One of your blogs from last year talks about discovering old poems you’d written as a teenager and how reading them reminds you of the journey of self-discovery, coming to terms with who you are, and how there was a lack of visible role models. Can you speak to the existence now of visible role models? Can characters be those role models? 

Do you think of yourself as a role model? How important are those visible role models and how do we get more of them? Or at least make them more visible?

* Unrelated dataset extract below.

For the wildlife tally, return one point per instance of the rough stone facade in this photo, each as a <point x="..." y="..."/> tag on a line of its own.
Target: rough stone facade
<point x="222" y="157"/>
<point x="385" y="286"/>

So South Carolina has one of the most tyrannical book banning regulations in the nation (link). It allows any parent to challenge up to five books per month for removal from the school library. Some of the titles caught in this include: 1984 by George Orwell, Romeo and Juliet, and To Kill a Mockingbird by Harper Lee. Those were deemed appropriate and able to stay on shelves, but Sarah J. Maas’s fantasy romance novels, Colleen Hoover’s Ugly Love which is about a relationship that begins as sex-only but then develops past physical attraction into complicated or “ugly” love. The targets are typically books that contain “sexual content” which includes depictions of sexual relationships. The argument made is that young people are not ready for the depictions of these mature relationships. (link)

Here’s the thing: those relationships exist. These kids see them in their families, in their schools, and even in their own lives. Seeing them in books doesn’t make them happen – they’re already happenings. But seeing them in books might just give them a way to process them, to understand them, and maybe even to avoid or get out of them.

Book ban activists rarely read the entire book, they often fail to put the book in context, or even to think about the broader themes of the book, aside from the sexual encounters. 

It’s not just South Carolina, these are happening in other states and districts, too (link). There seems to have been a renewal of these efforts on the tail-end of COVID lockdowns. As if parents woke up and decided they couldn’t trust schools to make good decisions.

This article, by Elena K. Arnold whose book, Damsel is on the banned list, articulates the argument of pornography from the Supreme Court case Miller v. California (1973):  

1) the average person applying contemporary community standards would find the work, taken as a whole, appeals to the prurient interest; 2) the work depicts or describes, in a patently offensive way, sexual conduct specifically defined by the applicable state law; and 3) the work, taken as a whole, lacks serious literary, artistic, political or scientific value.

There’s a good documentary, Banned Together, about students fighting the book bans in South Carolina. The students in the film were able to get 97 books reinstated. Yeah, you read that right, Beaufort County banned 97 books. Let’s unpack that.